I let the meat sit for 2 hours and absorb the flavors, preheated the oven, and cooked it at 325 for about 2-1/2 hours, until tender. Then I brushed it with some good balsamic vinegar, and broiled for just a couple minutes, which added a lovely carmelized color to it.
These looked so good it was hard to let them sit for 5 more minutes! Served with some butternut squash. Delicious. Recipe follows.
Tuscan-Style Spareribs with Balsamic Glaze
(Adapted from Food and Wine magazine)
INGREDIENTS:
2 tablespoons olive oil
2 tablespoons rosemary leaves, chopped
1-1/2 tablespoon kosher salt
1-1/2 tablespoon fennel seeds
2 teaspoons freshly ground black pepper
2 teaspoons fresh sage, chopped
2 teaspoons fresh thyme leaves, chopped (I only had dried)
2 teaspoons sweet paprika
1 teaspoon crushed red pepper
1 teaspoon ground coriander
1/2 teaspoon ground allspice
6 pounds pork spare ribs (I used a 4-pound rack)
3 tablespoons balsamic vinegar, preferably aged at least 5 years
METHOD:
1. In a small bowl, combine the olive oil with the spices. Rub the spice paste all over the spareribs and let stand at room temperature for 2 hours or refrigerate overnight.
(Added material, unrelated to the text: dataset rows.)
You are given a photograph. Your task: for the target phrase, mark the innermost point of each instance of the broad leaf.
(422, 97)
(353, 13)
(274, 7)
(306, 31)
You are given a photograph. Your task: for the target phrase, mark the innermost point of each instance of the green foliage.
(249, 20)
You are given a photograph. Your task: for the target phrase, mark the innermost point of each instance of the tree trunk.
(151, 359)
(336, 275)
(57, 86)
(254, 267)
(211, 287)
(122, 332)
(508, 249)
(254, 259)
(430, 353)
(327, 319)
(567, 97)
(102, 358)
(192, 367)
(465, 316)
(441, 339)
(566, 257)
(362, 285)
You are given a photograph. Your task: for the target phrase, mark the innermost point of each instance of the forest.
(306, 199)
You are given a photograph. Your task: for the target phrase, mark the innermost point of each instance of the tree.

2. Preheat oven to 325. Arrange the ribs on a large rimmed baking sheet or roasting pan, meaty side up. Roast the ribs for 2 hours, or until tender. (Mine took about 2-1/2 hours.)
3. Preheat the broiler. Brush the meaty side of the ribs with the balsamic vinegar and broil 6 inches from the heat until browned, 2 minutes. Let stand for 5 minutes. Then cut between the ribs and serve.